Previously, the organization lacked visibility into business relationships with over 1000 third parties, many with access to personal information of 33 million consumers. This new capability provides a comprehensive understanding of our third party cyber security risk, which enables informed decision making, enhances customer trust, and protects the Delta Dental brand. It uses an innovative approach that tailors rigor and frequency of testing based on the impact and nature of each business relationship. Join us to learn how we identified needed third party capabilities triggered by the evolving cyber threat landscape and developed a self-modifying testing process that relies on threat intelligence to more efficiently use valuable talent.


Creating a Best-in-Class Privacy Program

Gregory Anderson, Data Protection Officer, Lexmark International

Founded in 1991 and serving organizations in more than 170 countries, Lexmark is a global leader in imaging and output technology solutions and managed print services.  Mandated by the CIO and managed by the CISO, Lexmark set out to create a best-in-class privacy program to bring structure to existing ad hoc processes — and affect culture change and raise awareness across 10,000 employees in more than 50 countries.  Under a newly appointed Data Protection Officer, the Privacy@Lexmark project launched an innovative awareness and training campaign embraced across the enterprise.  Join us for this session to learn how it created meaningful results without requiring significant investment or impacting to day-to-day operations.

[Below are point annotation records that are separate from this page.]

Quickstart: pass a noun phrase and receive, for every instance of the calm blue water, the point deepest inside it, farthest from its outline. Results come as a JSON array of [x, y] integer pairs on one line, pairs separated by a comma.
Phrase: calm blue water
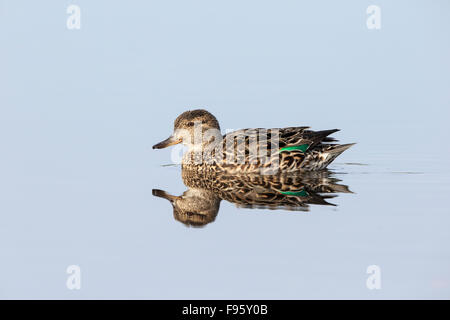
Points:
[[80, 110]]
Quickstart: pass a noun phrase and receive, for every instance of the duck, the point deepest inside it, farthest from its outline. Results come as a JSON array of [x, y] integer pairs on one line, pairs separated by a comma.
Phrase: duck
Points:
[[252, 150], [200, 203]]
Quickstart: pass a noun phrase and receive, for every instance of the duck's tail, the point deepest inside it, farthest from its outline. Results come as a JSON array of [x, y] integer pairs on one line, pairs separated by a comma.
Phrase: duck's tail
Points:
[[335, 151]]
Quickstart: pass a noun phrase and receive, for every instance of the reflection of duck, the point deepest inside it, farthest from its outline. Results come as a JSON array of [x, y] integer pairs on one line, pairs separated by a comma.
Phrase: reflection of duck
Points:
[[251, 150], [200, 204]]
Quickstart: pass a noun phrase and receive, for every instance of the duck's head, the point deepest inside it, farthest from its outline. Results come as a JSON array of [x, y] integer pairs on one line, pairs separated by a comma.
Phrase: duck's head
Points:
[[186, 125]]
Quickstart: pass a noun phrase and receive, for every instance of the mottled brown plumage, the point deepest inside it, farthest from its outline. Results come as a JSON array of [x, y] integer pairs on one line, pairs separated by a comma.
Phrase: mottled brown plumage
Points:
[[257, 150], [200, 204]]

Reducing Risk with Just in Time Awareness Training

Seth Fogie, Director, Information Security, Penn Medicine

Penn Medicine is one of the world’s leading academic medical centers, dedicated to the related missions of medical education, biomedical research, and excellence in patient care – and consists of the Raymond and Ruth Perelman School of Medicine at the University of Pennsylvania (founded in 1765 as the nation’s first medical school) and the University of Pennsylvania Health System.  As a leading academic medical center in the United States, Penn Medicine must maintain a secure technology environment ensuring the privacy and secure data of patients and colleagues.  To further their vigilance, they created a platform to deliver just in time awareness (JITA) security education to reduce internal employee Internet technology security risk.  Join us for this session to learn how they’ve reduced security risk with awareness training by targeting the dangers of an employee’s potential behavior before using web technology.